I'm not sure why people don't like being asked to provide a reproducible example. A question which starts with
is not very abstracted (but that's actually a good thing! See below). Also, expecting potential answerers to go through a multi-page link (Analyzing Texts with the text2vec package) and then having to guess what exactly you have tried and where you got stuck, is far less likely to result in any kind of answer, than showing us actual code which we can reproduce, and explaining point by point which part worked and which one didn't.
I don't think your question is very clear, but if I interpreted you correctly, then you asked "what's the general R solution to the age-old problem of Out-Of-Vocabulary words in NLP?". This is a bit like asking "What can I do to reduce the generalization gap of a neural network?": very abstract, and thus very hard (maybe even impossible) to answer. There isn't a single solution to OOV in NLP which works for all kinds of NLP tasks ( Reading comprehension; Natural language inference; Machine translation; Named entity recognition; Constituency parsing; Language modeling; Sentiment analysis; Skip-thoughts; Autoencoding; etc.). But there could be a good answer to a more specific question concerning how to deal with OOV for a particular task and on a specific data set, in the same way as the very specific question "What can I do to reduce the generalization gap of architecture so and so, on train/test set so and so, with loss function so and so, after having tried X and Y..." is much more likely to get an answer than its more abstract cousin.
A sane approach
Anyway, I'll make an attempt at answering your generic answer. If the task you're attempting to solve can benefit from word embeddings (e.g., language modeling), then the industry-standard solution is to just download Facebook's fastText pretrained word embeddings. You can find them here: https://fasttext.cc/
At 1 million words for the English model trained on Wikipedia, or 2 millions for the one trained on Common Crawl , I dare you to find any OOV words at test time
Of course, if you are inventing words on the spot (e.g., gearshift), then you won't find them in a pretrained fasttext
model. However, you can still use fasttext
to infer a word embedding even for an OOV word: in that case you will need one of the models trained with subword information, such as this one. See these examples on how to do that in practice:
and read this paper if you're interested in the theory behind the approach.
Note that fasttext
is not a Python module (though a Python wrapper exists: see below), but it's rather a library which you install & build under Linux or OSX. You can easily use it from a bash script, but if you're scared of scripts you'll have to use reticulate
and install the gensim
Python library, since gensim
includes a Python wrapper for fasttext
. I think this may be more complicated and error-prone than just running fasttext
as a system command, but if you really want to risk your sanity here are two SO posts to help you:
Sadly, I don't think there are R packages which have the same OOV handling capabilities of gensim
, but maybe you could try quanteda
: Ken Benoit is a nice bloke and if you ask a question on SO with the tags text-mining
and quanteda
, he may answer it himself (you may even try to drop him a line, if it's just to ask about quanteda
OOV capabilities).
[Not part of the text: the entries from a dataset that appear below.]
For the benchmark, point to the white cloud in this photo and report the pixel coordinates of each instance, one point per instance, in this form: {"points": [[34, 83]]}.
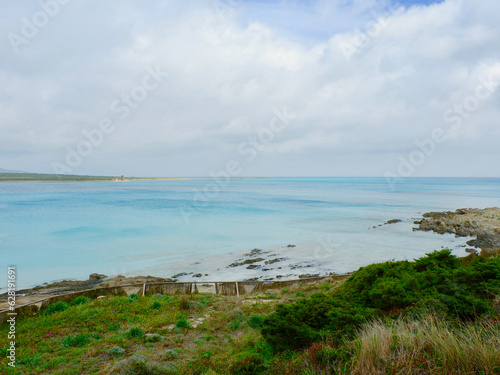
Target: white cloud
{"points": [[229, 70]]}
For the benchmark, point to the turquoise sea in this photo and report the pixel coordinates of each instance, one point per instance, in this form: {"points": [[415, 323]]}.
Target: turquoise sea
{"points": [[52, 231]]}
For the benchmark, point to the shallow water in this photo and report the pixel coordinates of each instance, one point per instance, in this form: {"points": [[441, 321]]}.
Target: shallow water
{"points": [[51, 231]]}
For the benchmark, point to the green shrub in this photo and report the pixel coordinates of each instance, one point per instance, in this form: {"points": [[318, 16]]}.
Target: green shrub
{"points": [[256, 321], [460, 288], [155, 337], [233, 326], [74, 341], [56, 307], [30, 361], [135, 332], [116, 351], [169, 355], [182, 322], [250, 364], [133, 298]]}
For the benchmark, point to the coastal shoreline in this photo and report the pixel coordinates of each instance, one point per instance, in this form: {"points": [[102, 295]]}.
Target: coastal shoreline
{"points": [[289, 261]]}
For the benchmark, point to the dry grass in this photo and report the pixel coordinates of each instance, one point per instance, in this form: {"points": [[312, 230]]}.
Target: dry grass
{"points": [[429, 345]]}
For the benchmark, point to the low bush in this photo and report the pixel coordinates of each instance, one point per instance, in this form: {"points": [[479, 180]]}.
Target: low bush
{"points": [[440, 282]]}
One thing you'll like for sure about quanteda
is how fast it is! Another guy who may be willing to help is Sebastian Ruder: AFAIK, he's mostly a Python user, but his knowledge of modern NLP is so vast that he may still be able to help.
An insane approach
If even fasttext
OOV capabilities are not good enough for you, you may try to implement your own Deep Learning model in keras
or tensorflow
(both available in R) to:
- learn word embeddings on the fly
- mimick word embeddings using subword RNNs: note that there's actually code for MIMICK, but that will be useless to you because it's in Python and it uses the NN library
dynet
: you may risk running it under R using reticulate
, but I don't foresee that ending well
- implement Hybrid Word-Character Models to achieve Open Vocabulary modeling: this has been developed for the Neural Machine Translation task, rather than for language modeling, and again there's code for it, but it's in Matlab, so you'd have to reimplement it in
keras
or TF
- (insanity level: ): you could actually use BERT to learn embeddings for OOV words based on context. BERT is written in Tensorflow, thus you may be able to run it with the
tensorflow
package, and since it's the most advanced language understanding model available, I'm willing to bet that it won't have any issues with your OOV words. However, this is the NLP equivalent of killing a fly with the Death Star!